Nesse sentido, nesta análise, investigo a referência intermidiática a partir dos tensionamentos de ordem visual que ampliam as percepções estruturais apontadas na seção anterior. Se na organização sintática da canção o uso da voz ativa subverte a reportagem sobre assassinatos, aqui as imagens do videoclipe permitem ressignificar discursos naturalizadores de violência e apagamentos do imaginário popular, construídos a partir da colonialidade, conforme expresso no quadro a seguir:
De imediato, observa-se uma subversão da figura tradicional da Vênus. Enquanto na pintura renascentista ela é representada como extremamente branca, com cabelos dourados esvoaçantes e traços alongados, no videoclipe, Vênus é uma mulher negra possivelmente transsexual, travesti ou não binária, de cabelos vermelhos que cobrem os seios, em contraste com o seio direito aparente na pintura. É possível afirmar que a figura feminina na tradição pictórica europeia, especialmente nas representações de Vênus, revela uma construção simbólica do feminino forjada pelo olhar masculino, que a transforma em objeto de desejo e idealização. A própria incidência da luz no quadro de Botticelli reforça essa leitura: ela penetra pela lateral esquerda da tela, dirigindo-se à deusa juntamente com os sopros de Zéfiro, como se ambos – luz e vento – dirigissem o olhar do observador para essa representação do corpo feminino.
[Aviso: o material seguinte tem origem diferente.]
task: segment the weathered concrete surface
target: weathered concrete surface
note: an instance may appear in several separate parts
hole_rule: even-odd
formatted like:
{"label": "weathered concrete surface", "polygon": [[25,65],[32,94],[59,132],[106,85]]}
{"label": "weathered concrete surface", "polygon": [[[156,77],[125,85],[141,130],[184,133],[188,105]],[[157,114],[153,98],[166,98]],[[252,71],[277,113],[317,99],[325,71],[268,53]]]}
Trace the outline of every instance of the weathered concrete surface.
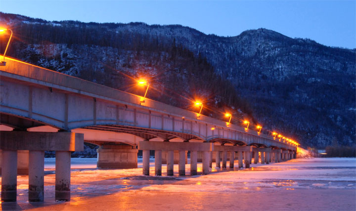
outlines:
{"label": "weathered concrete surface", "polygon": [[96,151],[99,168],[133,169],[137,167],[138,150],[132,146],[103,145]]}
{"label": "weathered concrete surface", "polygon": [[214,144],[212,143],[140,141],[138,149],[142,150],[210,151],[214,149]]}
{"label": "weathered concrete surface", "polygon": [[1,131],[0,149],[35,151],[83,151],[84,136],[71,132]]}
Em contraponto, no quadro encenado de The Body Electric, a luz parece emergir dos pés da nova Vênus e posicionar-se atrás de seu corpo, em um gesto simbólico de ocupação de um espaço historicamente interditado. Em vez de destacar uma idealização estética, essa luz contorna um corpo que, por séculos, foi sistematicamente apagado por construções simbólicas como a da Vênus renascentista. Quando a imagem se abre e revela a encenação do quadro, é possível perceber que os pés da Vênus contemporânea estão firmemente apoiados no chão – diferentemente dos joelhos levemente flexionados que, no início, espelhavam a figura europeia. Suas pernas organizam-se de forma a sustentar sua postura. Seu queixo está erguido e seu olhar de soslaio contrasta com os semblantes levemente abaixados da pintura. Também há uma alteração no ângulo da cabeça: enquanto, na obra renascentista, a inclinação parece sugerir submissão, a posição frontal assumida no videoclipe rompe com essa impressão, olhando – encarando – algo fora do quadro, não apenas sendo vista.
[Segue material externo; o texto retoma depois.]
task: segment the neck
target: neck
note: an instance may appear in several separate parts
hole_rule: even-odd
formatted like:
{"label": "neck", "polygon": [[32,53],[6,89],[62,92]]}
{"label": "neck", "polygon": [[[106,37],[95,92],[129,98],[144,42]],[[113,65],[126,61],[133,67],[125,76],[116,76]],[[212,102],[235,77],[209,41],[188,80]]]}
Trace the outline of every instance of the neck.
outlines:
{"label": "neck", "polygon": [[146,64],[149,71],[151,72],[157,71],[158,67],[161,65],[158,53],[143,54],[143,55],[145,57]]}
Como discute Silveira (2008), a imagem da mulher a partir do olhar masculino está intrinsecamente ligada ao papel dos mitos na consolidação de um imaginário coletivo sustentado por valores patriarcais. Dentre eles, o mito de Pigmaleão, narrado por Ovídio em Metamorfoses (1983), é particularmente revelador: o escultor, incapaz de amar mulheres reais por considerá-las promíscuas demais, cria sua própria versão da mulher ideal em pedra – Galatéia – e se apaixona pela figura moldada segundo sua fantasia. Ao longo dos séculos, a arte reiterou essa lógica, como se observa na Vênus de Botticelli, em que o nu feminino não é apresentado como sujeito de desejo, mas como objeto dele – passivo, “sublime” e feito para o olhar. Ao analisar tais obras, Silveira propõe uma reflexão crítica sobre os modos como o feminino foi estetizado, silenciado e encapsulado em padrões que ainda reverberam nas imagens midiáticas contemporâneas.
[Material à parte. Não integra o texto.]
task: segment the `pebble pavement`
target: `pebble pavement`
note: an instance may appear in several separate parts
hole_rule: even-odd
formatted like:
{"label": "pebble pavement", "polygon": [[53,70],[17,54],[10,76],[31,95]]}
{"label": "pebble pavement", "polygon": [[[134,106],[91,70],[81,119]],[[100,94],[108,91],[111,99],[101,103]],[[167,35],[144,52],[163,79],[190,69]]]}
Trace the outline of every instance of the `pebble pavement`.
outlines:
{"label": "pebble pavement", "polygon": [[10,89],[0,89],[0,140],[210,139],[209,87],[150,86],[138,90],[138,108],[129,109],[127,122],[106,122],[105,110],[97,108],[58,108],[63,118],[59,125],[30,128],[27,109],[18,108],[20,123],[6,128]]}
Apreendo que a encenação da pintura de Boticelli em um contexto de denúncia à violência de gênero contra mulheres de cor, no contexto estadunidense, permite traçar paralelos com a crítica decolonial contra as construções estéticas da dupla modernidade/colonialidade. Nesse sentido, retomo Mignolo (2017) quando argumenta que o Renascimento não foi apenas um marco cultural europeu, mas o ponto de inflexão na constituição de um padrão de conhecimento eurocentrado que se universalizou à força. A valorização das línguas clássicas – grego e latim – como fundamentos do saber, e sua posterior difusão por meio das línguas vernáculas europeias, instaurou uma lógica de legitimação epistêmica que excluía saberes produzidos fora desse eixo linguístico e cultural. Tal estrutura hierarquizou o conhecimento, marginalizando epistemologias indígenas, africanas e asiáticas, ao mesmo tempo que naturalizou o Ocidente como locus privilegiado da razão e da ciência. A estética da representação, consolidada especialmente nas artes visuais e na literatura renascentista, seguiu o mesmo princípio: normas de composição, proporção, beleza e mimese foram construídas como cânones universais e, mais tarde, exportadas aos territórios colonizados. Nesse processo, formas locais de expressão artística foram desvalorizadas, silenciadas ou convertidas em folclore, sendo substituídas ou moldadas segundo os parâmetros europeus. Assim, a nova Vênus apresentada no videoclipe, ao incorporar um corpo historicamente apagado pelas construções hegemônicas do saber e do ver, encarna também uma resistência simbólica à episteme colonial moderna. O gesto firme, o queixo erguido e o olhar oblíquo instauram uma nova gramática de presença, na qual o corpo não é mais objeto de idealização, mas sujeito de enunciação política, estética e histórica.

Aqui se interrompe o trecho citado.